The U.S. Antarctic Snow Cruiser was designed in the late 1930s, as an unprecedented type of vehicle for exploration that even came with its own aircraft attached. Unfortunately, since there were no real-world tests performed, as they would have been today, the harsh reality of the Arctic region proved that the concept wasn’t feasible. Then, the World War II broke out and finished it off completely.
By the 1950s, the Soviet Union, as well as other nations, had begun active research in Antarctica. The first Soviet expedition arrived in 1955, and the first station, called Mirny, was established a year later. As more expeditions followed, the explorers realized that the tracked tractors they were using wouldn’t be enough.
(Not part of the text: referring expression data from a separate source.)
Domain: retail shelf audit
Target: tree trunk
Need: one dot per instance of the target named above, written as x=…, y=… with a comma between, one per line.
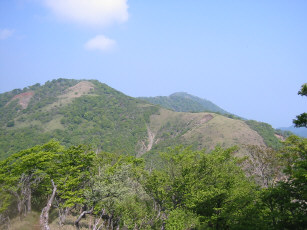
x=29, y=201
x=44, y=217
x=80, y=217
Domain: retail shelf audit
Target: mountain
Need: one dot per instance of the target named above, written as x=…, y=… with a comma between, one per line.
x=184, y=102
x=89, y=112
x=297, y=131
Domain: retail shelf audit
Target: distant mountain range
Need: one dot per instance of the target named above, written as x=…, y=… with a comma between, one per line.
x=89, y=112
x=184, y=102
x=297, y=131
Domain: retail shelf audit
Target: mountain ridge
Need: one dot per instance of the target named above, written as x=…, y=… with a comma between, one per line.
x=89, y=112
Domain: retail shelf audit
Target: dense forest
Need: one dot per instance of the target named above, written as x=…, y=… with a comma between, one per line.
x=78, y=187
x=81, y=155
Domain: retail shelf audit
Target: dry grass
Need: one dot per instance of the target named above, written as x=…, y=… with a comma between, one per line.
x=207, y=129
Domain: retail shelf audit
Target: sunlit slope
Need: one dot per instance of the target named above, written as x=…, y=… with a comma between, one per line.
x=201, y=130
x=89, y=112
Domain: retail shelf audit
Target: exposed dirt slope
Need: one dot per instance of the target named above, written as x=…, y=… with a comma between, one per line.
x=206, y=130
x=23, y=99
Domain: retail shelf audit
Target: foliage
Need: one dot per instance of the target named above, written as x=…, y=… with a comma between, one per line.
x=286, y=202
x=301, y=120
x=266, y=132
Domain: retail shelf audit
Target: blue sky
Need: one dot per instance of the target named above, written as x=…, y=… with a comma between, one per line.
x=248, y=57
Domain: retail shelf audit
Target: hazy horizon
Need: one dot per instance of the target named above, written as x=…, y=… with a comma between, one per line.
x=248, y=58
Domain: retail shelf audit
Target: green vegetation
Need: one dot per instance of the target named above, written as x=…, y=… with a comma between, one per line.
x=192, y=189
x=104, y=118
x=267, y=132
x=183, y=102
x=301, y=120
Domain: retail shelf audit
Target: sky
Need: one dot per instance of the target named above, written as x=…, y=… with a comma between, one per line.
x=248, y=57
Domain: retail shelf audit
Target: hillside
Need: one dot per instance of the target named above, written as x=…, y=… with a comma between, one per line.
x=89, y=112
x=184, y=102
x=302, y=131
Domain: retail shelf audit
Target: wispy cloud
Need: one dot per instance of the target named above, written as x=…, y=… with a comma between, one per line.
x=98, y=13
x=5, y=33
x=101, y=43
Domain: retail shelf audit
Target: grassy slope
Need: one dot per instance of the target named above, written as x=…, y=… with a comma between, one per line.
x=183, y=102
x=89, y=112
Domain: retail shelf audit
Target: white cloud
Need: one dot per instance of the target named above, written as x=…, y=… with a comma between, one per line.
x=100, y=42
x=5, y=33
x=90, y=12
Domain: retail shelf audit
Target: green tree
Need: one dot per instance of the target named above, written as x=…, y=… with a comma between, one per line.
x=301, y=120
x=286, y=202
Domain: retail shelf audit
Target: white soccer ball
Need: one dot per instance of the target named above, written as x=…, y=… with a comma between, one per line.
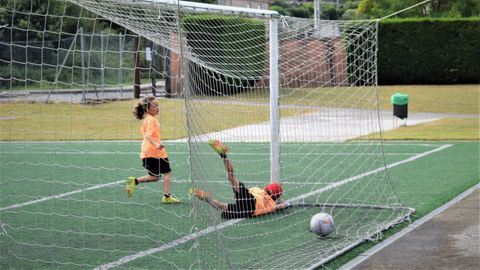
x=322, y=224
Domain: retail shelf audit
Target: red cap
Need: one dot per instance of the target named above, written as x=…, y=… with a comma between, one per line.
x=275, y=190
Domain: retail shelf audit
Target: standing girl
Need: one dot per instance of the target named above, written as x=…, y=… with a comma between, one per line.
x=153, y=152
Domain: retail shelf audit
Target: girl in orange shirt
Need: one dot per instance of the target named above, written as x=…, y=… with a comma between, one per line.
x=153, y=152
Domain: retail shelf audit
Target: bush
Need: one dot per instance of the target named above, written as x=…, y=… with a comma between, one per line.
x=429, y=51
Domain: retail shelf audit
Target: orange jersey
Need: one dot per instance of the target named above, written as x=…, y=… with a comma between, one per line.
x=151, y=127
x=263, y=202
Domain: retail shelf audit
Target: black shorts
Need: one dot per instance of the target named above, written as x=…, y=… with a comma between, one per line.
x=156, y=166
x=244, y=205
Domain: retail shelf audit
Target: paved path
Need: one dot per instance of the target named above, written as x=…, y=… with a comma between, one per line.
x=450, y=240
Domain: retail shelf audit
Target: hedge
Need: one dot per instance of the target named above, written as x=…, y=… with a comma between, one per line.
x=429, y=51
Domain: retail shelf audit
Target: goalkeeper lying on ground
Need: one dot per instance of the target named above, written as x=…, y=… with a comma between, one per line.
x=248, y=202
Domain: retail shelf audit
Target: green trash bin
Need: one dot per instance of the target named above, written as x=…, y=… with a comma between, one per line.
x=400, y=105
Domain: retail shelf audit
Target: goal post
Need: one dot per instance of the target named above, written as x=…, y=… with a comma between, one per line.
x=295, y=100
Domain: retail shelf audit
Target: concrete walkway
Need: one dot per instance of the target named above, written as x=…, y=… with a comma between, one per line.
x=448, y=238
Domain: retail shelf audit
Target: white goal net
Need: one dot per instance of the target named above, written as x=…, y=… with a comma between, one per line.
x=295, y=100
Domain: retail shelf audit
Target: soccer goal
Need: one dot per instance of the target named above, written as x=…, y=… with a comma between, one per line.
x=295, y=100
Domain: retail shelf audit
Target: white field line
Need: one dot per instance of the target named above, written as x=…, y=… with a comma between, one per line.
x=60, y=195
x=222, y=225
x=137, y=142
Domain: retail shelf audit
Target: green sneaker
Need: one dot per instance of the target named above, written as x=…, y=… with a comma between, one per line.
x=218, y=146
x=170, y=200
x=130, y=185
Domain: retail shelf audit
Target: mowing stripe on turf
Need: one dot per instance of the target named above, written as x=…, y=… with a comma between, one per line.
x=222, y=225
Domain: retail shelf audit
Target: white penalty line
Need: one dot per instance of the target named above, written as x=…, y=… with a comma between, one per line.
x=225, y=224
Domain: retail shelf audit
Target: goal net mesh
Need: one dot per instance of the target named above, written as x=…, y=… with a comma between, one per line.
x=63, y=203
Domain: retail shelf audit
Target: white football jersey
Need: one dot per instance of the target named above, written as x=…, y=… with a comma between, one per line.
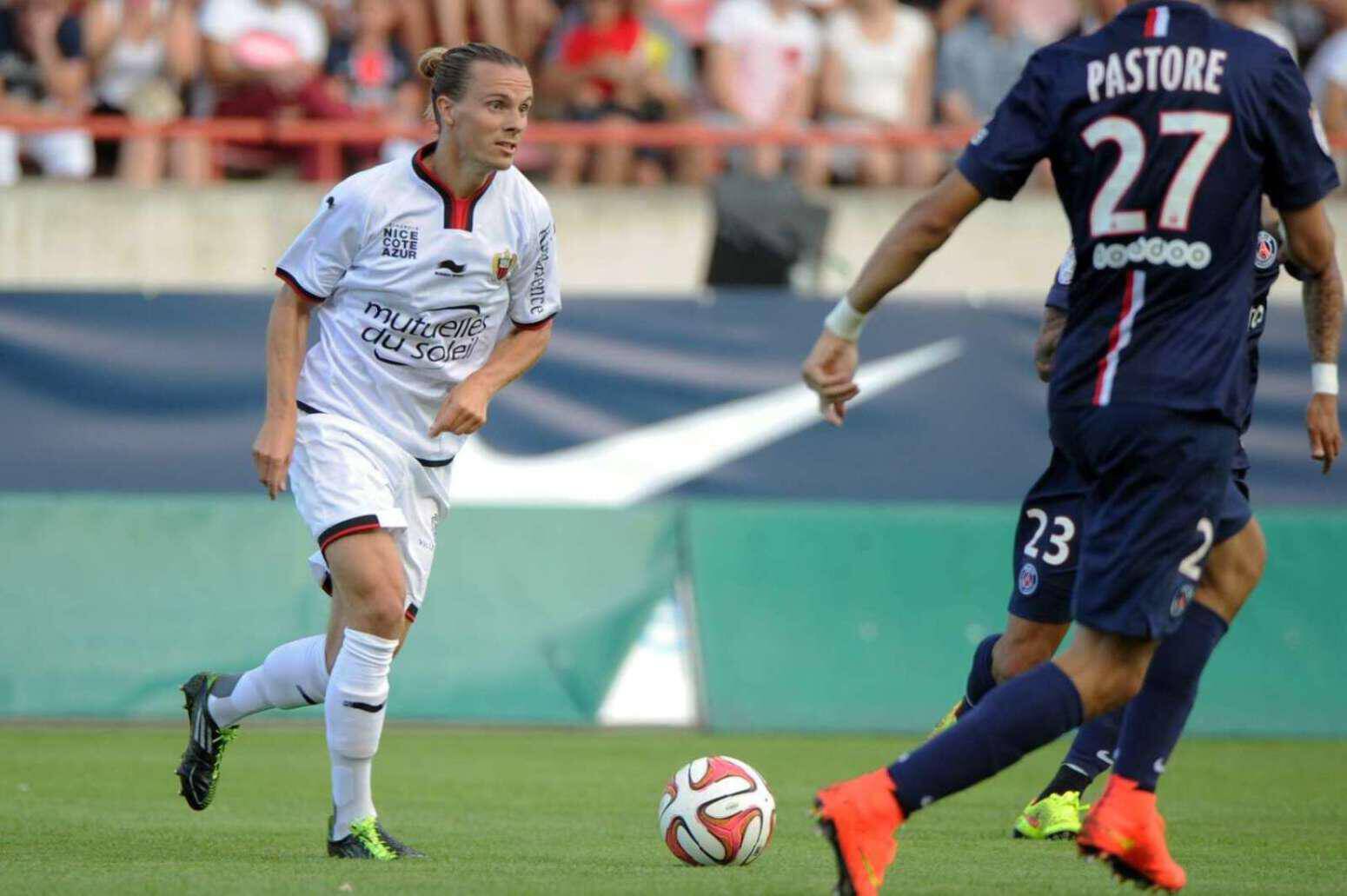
x=415, y=288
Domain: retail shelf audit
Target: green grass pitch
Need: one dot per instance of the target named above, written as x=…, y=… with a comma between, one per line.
x=93, y=809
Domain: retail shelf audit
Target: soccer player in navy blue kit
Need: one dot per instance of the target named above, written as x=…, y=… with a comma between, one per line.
x=1045, y=553
x=1163, y=129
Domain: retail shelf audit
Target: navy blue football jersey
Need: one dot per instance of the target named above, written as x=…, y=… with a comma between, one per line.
x=1163, y=129
x=1268, y=260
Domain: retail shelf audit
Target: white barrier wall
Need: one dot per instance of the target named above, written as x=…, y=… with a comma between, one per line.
x=614, y=240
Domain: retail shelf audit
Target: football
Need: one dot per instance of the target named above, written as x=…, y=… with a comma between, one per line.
x=717, y=812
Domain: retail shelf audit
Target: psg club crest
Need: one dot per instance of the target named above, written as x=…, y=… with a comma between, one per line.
x=1265, y=255
x=502, y=263
x=1183, y=597
x=1028, y=580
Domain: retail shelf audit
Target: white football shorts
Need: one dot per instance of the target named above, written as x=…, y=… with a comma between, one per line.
x=349, y=479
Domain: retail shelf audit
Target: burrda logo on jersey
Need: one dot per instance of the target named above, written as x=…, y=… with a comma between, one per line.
x=431, y=338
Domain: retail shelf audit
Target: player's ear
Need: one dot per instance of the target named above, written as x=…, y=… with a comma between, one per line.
x=446, y=110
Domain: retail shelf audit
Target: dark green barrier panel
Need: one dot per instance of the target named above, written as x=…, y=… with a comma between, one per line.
x=865, y=617
x=109, y=602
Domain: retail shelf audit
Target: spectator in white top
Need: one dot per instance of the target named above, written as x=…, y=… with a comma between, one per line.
x=979, y=61
x=1327, y=70
x=43, y=73
x=879, y=70
x=266, y=58
x=761, y=71
x=142, y=53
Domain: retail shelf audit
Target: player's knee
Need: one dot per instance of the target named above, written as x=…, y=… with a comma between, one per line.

A new type of vehicle was required, one that could withstand these incredibly harsh conditions, but also provide safe and comfortable accommodation for the expedition group.
This is how the Kharkovchanka (“woman from Kharkov,” where it was produced) came to be. The new vehicle was based on the ATT heavy artillery tractor, which was a modified tractor using the chassis and drive system of the T-54 tank. This was the first main advantage of the Soviet off-roader, compared to the Arctic Snow Cruiser that had failed because of its unsuitable wheels and tires.
The massive explorer was over 13 feet (4 meters) high and 11.5 feet (3.5 meters) wide, with a length of almost 28 feet (8.5 meters). The cabin was almost the size of a studio apartment (20 square meters/220 square feet), and could accommodate eight people. The cabin’s exterior panels had multiple layers of insulation.
Inside, the group members had access to a small kitchen, a bedroom, a restroom and a vestibule, apart from the control section for the driver and navigator. There was also a separate workshop/laboratory, which made this vehicle a mobile lab as well. The cockpit provided access to the engine, while the fuel was located at the center of the vehicle, under the floor, and the heating system – in the back.
The kitchen was equipped with an electric snow-melting device and an electric stove, where they could heat up canned food. Since the expedition crew wouldn’t be able to get out in the freezing temperatures, the igloomobile was literally a survival vehicle.
An upgraded five-speed gearbox and a turbocharged diesel engine that could deliver over 900 HP allowed the massive off-roader to perform well even at high altitudes. Its caterpillar tracks could handle icy terrain and fluffy snow, and its chassis, although not amphibious, was waterproof. Traveling at a maximum speed of 6.8 mph (11 kph), the massive mobile home could pull one or even two trailer sleds with a total weight of about 77 tons.
In 1959, three fully-equipped Kharkovchanka vehicles, with trailer sleds, arrived at the Mirny station. From there, two of them and an AT-T tractor made an incredible 1,678-mile (2,700 km) journey to the final destination, the South Pole. Some members of the expedition would later recall in their memoirs this unique but challenging experience.
The Kharkovchanka had achieved what the Antarctic Snow Cruiser had dreamt of. For the next years, it would continue to serve as an arctic expedition vehicle. By 1975, the upgraded Kharkovchanka-2 replaced the original version and continues to operate in polar expeditions, to this day. According to Russia Beyond, a third generation was supposed to come out in the ‘80s, but the fall of the Soviet Union put an end to that, as WWII had done with the U.S. futuristic Snow Cruiser.
It’s hard to imagine what it was like traveling inside this Soviet Behemoth, in the most challenging environment possible, but one thing’s for sure: this is one of the greatest overland vehicles/mobile homes in history.